Without any providing information in the supremacy doctrine in the EC treaty, there is a new concept of "a new legal order" by the EU law. Unlike all other international treaties, Member states are automatically bound by the EU law as a consequence of establishing of EU under ECJ’s perspective. It is actually a contrast with the Vienna Convention of the Law of Treaties which states that a state cannot be bound by a treaty without its consent. [21] 

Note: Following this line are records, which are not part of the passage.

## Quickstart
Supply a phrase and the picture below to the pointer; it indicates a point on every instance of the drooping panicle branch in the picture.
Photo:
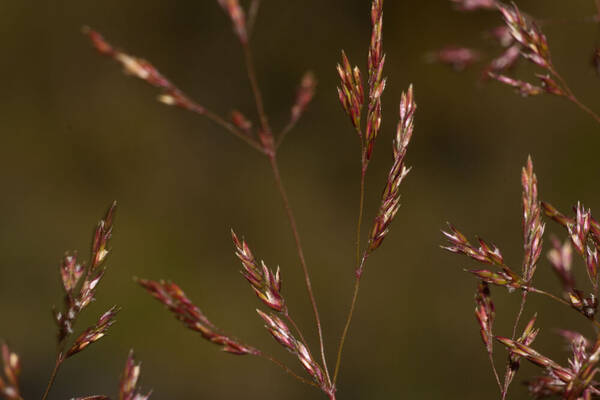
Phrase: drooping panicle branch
(376, 61)
(533, 227)
(11, 365)
(238, 18)
(78, 295)
(390, 202)
(170, 94)
(93, 333)
(282, 334)
(472, 5)
(128, 386)
(172, 297)
(265, 283)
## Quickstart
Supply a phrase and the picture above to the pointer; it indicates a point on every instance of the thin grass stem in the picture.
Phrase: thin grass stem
(293, 226)
(57, 364)
(358, 276)
(288, 370)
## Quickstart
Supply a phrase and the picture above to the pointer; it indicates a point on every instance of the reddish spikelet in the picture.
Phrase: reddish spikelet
(191, 316)
(350, 92)
(282, 334)
(525, 89)
(509, 279)
(128, 387)
(70, 272)
(485, 313)
(523, 350)
(528, 34)
(502, 35)
(265, 283)
(561, 259)
(241, 122)
(93, 333)
(579, 230)
(458, 58)
(575, 382)
(238, 18)
(376, 62)
(550, 85)
(390, 202)
(585, 305)
(472, 5)
(9, 386)
(556, 215)
(79, 295)
(486, 253)
(533, 228)
(145, 71)
(504, 62)
(527, 337)
(304, 95)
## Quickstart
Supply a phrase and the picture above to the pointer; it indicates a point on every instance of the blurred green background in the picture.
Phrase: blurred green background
(77, 134)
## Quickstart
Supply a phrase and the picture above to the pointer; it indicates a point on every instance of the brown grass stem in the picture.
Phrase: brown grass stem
(252, 13)
(271, 153)
(571, 96)
(495, 371)
(338, 361)
(507, 378)
(260, 108)
(232, 129)
(288, 370)
(284, 133)
(296, 328)
(293, 226)
(57, 364)
(346, 328)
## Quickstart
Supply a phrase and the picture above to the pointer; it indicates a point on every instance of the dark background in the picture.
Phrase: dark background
(77, 134)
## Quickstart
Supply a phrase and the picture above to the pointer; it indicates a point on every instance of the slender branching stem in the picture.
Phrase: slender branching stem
(292, 222)
(260, 108)
(288, 370)
(252, 13)
(358, 266)
(495, 371)
(550, 295)
(284, 132)
(57, 364)
(271, 154)
(232, 129)
(507, 381)
(296, 328)
(346, 328)
(363, 173)
(571, 96)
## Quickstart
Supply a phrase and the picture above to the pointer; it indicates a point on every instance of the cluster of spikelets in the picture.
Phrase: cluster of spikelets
(519, 38)
(80, 282)
(575, 381)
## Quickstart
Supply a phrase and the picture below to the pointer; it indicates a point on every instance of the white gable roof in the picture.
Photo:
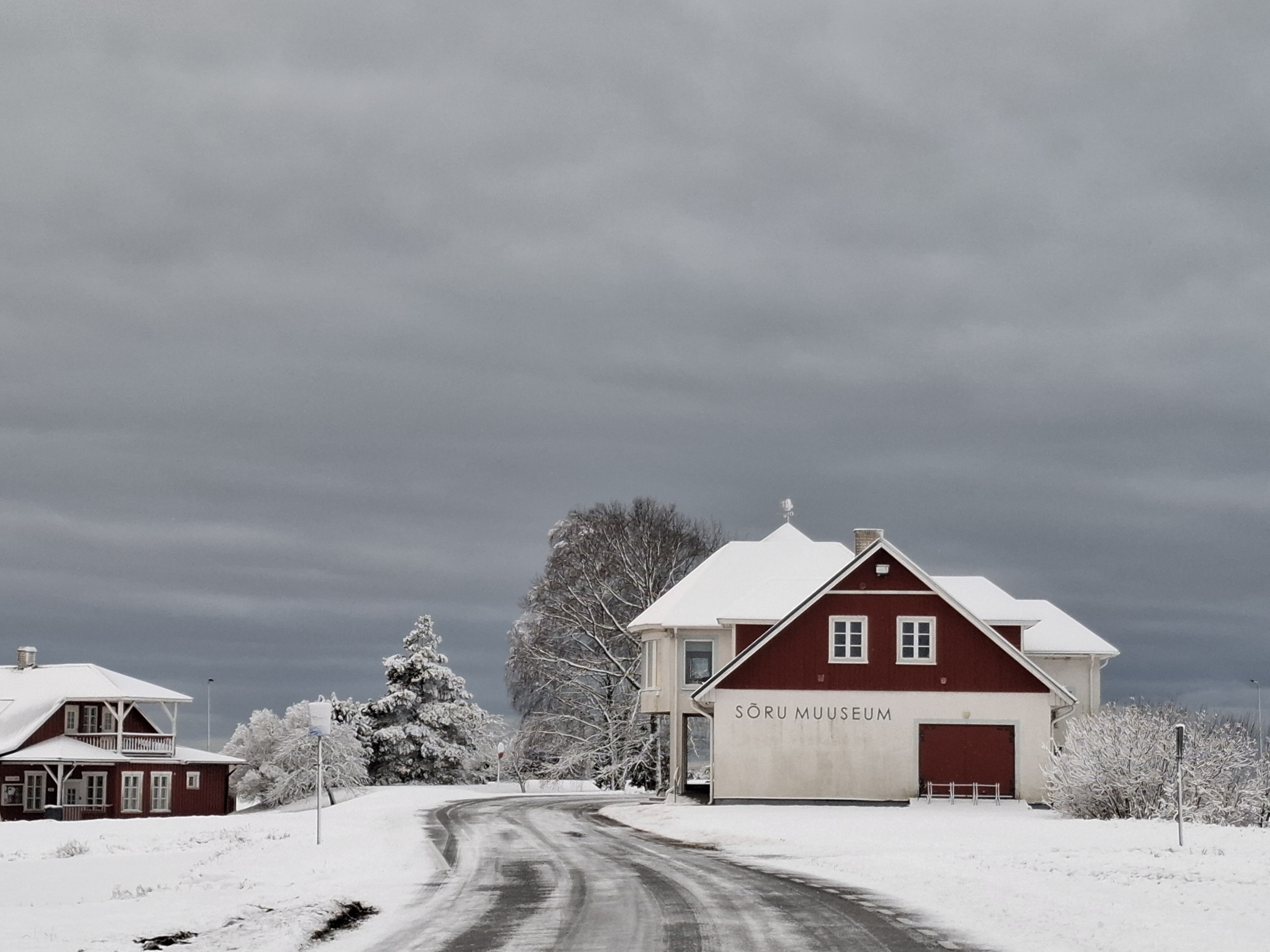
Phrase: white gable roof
(1047, 628)
(68, 751)
(759, 582)
(30, 696)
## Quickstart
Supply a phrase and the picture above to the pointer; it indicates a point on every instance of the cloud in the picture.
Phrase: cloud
(318, 318)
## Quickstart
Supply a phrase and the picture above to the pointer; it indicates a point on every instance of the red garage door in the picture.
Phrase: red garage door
(967, 753)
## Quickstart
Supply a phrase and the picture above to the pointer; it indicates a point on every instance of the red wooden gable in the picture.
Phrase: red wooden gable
(797, 658)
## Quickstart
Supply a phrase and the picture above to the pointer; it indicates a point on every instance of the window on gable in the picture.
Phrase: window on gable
(849, 640)
(161, 792)
(698, 662)
(94, 789)
(915, 642)
(130, 792)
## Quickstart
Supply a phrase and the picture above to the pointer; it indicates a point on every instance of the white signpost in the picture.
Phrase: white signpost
(319, 726)
(1182, 740)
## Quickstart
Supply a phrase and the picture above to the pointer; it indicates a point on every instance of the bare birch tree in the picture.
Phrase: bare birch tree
(573, 671)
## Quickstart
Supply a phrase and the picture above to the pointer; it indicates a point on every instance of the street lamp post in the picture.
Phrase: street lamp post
(1262, 733)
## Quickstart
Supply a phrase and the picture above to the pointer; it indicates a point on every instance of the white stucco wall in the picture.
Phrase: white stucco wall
(769, 752)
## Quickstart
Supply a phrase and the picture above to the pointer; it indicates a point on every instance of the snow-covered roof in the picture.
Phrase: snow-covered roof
(67, 751)
(760, 582)
(30, 696)
(194, 756)
(1047, 628)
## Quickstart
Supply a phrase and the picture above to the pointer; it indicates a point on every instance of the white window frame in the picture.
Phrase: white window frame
(124, 791)
(900, 639)
(161, 781)
(685, 659)
(846, 620)
(98, 782)
(34, 781)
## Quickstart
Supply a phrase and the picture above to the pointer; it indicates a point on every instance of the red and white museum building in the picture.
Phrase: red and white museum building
(799, 671)
(81, 742)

Moreover, it established that national court is obligated to complete Community law in its fullness and protects rights on beings and must set away any national law which possibly will conflict with it. To assure that national court do rule over the national law straightaway when there is a conflict between a national law and EU law, all organisations are authorised to state on the constitutional of national law.

Conclusion

In conclusion, the sovereignty of EU law is not adequately carried out in the member states even though the doctrine was created by the ECJ. The member state are not locating the authority of EU law centrally truly, priority to their own constitution. Insead, they perceive the supremacy of EU law in their own ways and hold their own perception. Fundamentally, the legal nature is the main reason that for member state not following the ECJ completely. Member's states are not legally bound by the EU law. Conflicts are then raised in between the constitution of member's state and the ECJ's law. We can therefore conclude that members do not truly obey and adopt the supremacy doctrine. However, the European Court of Justice is struggling to try his best to urge the member to follow it. It continuously stressed on its supremacy over all community law in regarding to any conflict raised to the member's state's constitution. We can therefore see a great intension in between the national and ECJ's perspective.